Прочитав письмо Уилла, я, как обычно, испытал к нему прилив добрых чувств и непроизвольно вспомнил беспечную жизнь в Биднолде, непременной частью которой он являлся. Мне не терпелось поскорее сесть на лошадь и вспомнить, что это такое — ездить по улицам, а не ковылять по уши в грязи на своих двоих.
Первым делом я поехал на Шу-Лейн, в мастерскую гравера, мимо которой часто проходил, когда жил на Ладгейт-Хилл. Там я попросил сделать латунную табличку и выгравировать на ней: Р. Меривел. Терапевт. Хирург.
Затем я снова сел на лошадь, развернулся и двинулся легкой рысью. Не меняя аллюра, проехал Блэкфрайерс, пересек реку по Саутуоркскому мосту и довольно быстро оказался у дома Рози Пьерпойнт.
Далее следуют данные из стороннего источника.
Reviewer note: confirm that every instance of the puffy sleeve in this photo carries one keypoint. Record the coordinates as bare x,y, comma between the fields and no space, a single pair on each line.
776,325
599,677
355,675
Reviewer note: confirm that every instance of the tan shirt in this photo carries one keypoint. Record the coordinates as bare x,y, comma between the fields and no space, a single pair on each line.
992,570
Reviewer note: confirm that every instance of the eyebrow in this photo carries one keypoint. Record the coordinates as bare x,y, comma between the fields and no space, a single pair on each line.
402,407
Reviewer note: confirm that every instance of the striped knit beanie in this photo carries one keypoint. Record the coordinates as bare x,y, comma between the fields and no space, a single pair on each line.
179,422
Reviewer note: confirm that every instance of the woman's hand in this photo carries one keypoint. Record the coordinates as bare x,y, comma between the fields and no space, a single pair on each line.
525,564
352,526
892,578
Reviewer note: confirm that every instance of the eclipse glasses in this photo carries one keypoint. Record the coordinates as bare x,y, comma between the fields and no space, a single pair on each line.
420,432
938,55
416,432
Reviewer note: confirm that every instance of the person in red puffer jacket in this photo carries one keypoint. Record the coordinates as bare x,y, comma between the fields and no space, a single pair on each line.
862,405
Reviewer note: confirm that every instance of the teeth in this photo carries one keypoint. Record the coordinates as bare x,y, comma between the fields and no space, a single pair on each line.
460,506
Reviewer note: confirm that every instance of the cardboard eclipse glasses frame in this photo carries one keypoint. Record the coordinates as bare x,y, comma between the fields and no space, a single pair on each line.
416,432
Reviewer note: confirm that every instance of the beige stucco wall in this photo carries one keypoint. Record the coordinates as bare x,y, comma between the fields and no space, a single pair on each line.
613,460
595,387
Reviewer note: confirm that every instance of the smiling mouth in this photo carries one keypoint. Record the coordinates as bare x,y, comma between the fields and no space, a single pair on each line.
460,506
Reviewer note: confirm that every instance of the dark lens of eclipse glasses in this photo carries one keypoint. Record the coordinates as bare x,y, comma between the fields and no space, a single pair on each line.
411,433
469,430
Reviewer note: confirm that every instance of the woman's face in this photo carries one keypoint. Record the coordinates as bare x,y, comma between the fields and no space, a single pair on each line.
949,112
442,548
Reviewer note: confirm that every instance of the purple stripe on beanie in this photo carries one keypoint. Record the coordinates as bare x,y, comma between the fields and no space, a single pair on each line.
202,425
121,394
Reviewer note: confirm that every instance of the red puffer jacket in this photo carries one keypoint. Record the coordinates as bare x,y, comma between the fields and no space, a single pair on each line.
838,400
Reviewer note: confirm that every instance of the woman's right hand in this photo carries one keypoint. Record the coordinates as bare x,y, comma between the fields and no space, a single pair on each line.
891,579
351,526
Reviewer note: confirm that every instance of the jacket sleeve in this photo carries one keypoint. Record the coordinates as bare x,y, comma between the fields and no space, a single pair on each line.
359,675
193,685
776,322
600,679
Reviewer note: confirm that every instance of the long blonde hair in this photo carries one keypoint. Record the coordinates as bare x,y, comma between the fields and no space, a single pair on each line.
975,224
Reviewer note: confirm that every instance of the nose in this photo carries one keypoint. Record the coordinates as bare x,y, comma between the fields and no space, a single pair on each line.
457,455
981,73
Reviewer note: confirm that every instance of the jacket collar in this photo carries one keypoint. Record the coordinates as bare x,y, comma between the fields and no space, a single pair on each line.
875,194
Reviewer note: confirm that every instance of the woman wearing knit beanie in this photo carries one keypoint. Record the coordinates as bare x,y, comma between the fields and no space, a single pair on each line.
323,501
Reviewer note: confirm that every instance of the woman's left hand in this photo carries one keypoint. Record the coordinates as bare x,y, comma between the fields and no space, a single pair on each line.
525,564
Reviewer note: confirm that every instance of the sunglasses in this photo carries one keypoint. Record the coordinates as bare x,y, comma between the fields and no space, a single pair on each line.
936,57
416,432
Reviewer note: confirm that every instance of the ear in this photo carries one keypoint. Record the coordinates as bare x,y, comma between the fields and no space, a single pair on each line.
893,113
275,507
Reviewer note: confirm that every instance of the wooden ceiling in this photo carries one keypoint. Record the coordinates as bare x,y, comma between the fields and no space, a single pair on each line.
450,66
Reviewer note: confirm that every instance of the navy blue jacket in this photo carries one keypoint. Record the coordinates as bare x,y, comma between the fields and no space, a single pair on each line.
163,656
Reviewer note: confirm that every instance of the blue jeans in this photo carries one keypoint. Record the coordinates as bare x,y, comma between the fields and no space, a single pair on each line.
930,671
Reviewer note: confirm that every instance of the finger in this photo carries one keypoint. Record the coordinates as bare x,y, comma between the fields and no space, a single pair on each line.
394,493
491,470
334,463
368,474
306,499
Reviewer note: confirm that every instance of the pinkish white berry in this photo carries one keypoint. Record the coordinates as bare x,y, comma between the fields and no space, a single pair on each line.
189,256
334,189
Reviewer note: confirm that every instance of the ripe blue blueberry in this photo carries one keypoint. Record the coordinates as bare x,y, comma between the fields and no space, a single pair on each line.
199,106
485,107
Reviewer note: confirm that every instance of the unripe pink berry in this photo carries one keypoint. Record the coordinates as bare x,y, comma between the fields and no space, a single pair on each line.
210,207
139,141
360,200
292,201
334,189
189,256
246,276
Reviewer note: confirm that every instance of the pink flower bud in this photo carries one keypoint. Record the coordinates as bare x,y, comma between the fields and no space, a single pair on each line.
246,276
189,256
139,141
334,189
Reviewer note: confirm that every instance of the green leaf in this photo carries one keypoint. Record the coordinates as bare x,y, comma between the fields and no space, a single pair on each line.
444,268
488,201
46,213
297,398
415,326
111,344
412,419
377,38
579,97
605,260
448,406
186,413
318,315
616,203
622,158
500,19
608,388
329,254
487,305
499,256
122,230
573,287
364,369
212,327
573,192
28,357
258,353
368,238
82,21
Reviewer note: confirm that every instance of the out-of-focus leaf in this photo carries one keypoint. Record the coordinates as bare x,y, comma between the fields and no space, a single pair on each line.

Не стану отрицать: все, что произошло потом, было очень приятно. Если раньше я думал, что утрата других, более дорогих для меня вещей уничтожит желание, которое я испытывал к Рози, то теперь знал: несмотря ни на что, его живительное пламя никогда не затухало.
Я сильно исхудал на квакерской пище и вдовьем рационе, Рози же, напротив, расцвела и раздобрела, очаровательные ямочки над ее ягодицами углубились, а когда она смеялась, у нее обозначался второй подбородок. Все это приводило меня в восхищение.
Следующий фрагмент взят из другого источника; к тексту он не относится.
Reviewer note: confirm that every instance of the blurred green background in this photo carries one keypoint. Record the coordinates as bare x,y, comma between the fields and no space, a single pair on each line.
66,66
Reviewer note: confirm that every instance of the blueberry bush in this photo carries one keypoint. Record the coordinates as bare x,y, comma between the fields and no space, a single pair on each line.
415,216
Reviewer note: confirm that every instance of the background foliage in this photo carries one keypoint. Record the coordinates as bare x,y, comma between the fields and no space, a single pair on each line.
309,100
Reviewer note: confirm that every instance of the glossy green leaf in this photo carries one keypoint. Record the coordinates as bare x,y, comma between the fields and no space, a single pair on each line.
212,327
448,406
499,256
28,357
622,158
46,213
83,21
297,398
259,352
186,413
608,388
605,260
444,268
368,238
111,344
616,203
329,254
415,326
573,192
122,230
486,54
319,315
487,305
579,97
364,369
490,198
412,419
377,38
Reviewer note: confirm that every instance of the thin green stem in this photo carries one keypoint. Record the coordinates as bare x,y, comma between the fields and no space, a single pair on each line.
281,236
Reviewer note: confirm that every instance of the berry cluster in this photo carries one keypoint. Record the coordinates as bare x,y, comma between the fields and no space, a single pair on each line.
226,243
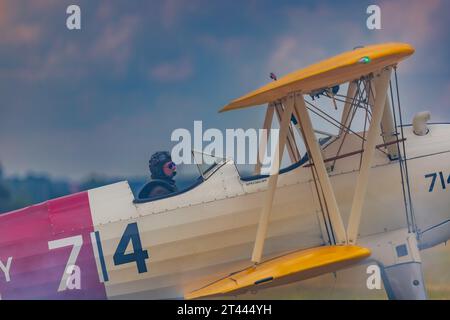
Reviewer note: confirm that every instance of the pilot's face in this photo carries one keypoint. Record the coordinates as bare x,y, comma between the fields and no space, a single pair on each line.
170,169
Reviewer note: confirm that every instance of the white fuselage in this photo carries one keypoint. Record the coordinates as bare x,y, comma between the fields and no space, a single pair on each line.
207,232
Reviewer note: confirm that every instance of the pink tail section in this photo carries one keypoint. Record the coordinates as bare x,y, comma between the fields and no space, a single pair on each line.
35,271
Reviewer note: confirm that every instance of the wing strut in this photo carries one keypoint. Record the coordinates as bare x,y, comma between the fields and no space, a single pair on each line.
381,86
316,155
272,183
264,140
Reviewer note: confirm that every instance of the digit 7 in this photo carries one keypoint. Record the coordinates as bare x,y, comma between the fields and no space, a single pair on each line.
433,181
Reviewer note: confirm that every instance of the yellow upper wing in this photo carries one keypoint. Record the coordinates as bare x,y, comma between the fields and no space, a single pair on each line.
345,67
294,266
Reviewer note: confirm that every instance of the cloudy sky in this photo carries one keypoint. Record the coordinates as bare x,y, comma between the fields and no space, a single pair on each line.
103,98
Она рассказала, что с приходом в Лондон чумы все «просто помешались на стирке, требуя, чтобы наволочки кипятились в лавандовой воде», — словом, она не помнит, чтобы когда-нибудь ее дело «так процветало».
Рози уже не сидела на рыбе и хлебе — она позволяла себе покупать цыплят и мясные пироги в кулинарии и сливки в молочной. Она много работала и теперь могла себя побаловать. У нее было твердое убеждение, что тепло в доме, котлы с ароматизированной водой и хорошая еда уберегут ее от чумы: «от этой болезни гибнут те, кто живет в голоде и в холоде, а не такие, как я, сэр Роберт».
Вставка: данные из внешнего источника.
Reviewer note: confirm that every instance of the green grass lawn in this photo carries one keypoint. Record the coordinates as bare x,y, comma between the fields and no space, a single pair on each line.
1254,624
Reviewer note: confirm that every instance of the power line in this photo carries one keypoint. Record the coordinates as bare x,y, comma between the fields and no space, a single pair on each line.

Мы провели в постели весь день, я посвятил ее в свой план: обосноваться в городе, вернуться к медицине и зарабатывать на жизнь как терапевт и хирург. Рози села в постели, оперлась на локоть, погладила полной маленькой ручкой веснушки на моем животе и сказала: «Значит, все будет как раньше, пока ты не перебрался в Уайтхолл». Мне не хотелось с ней спорить, я кивнул, соглашаясь, и прибавил: «Вот именно. Как будто не было всех этих лет».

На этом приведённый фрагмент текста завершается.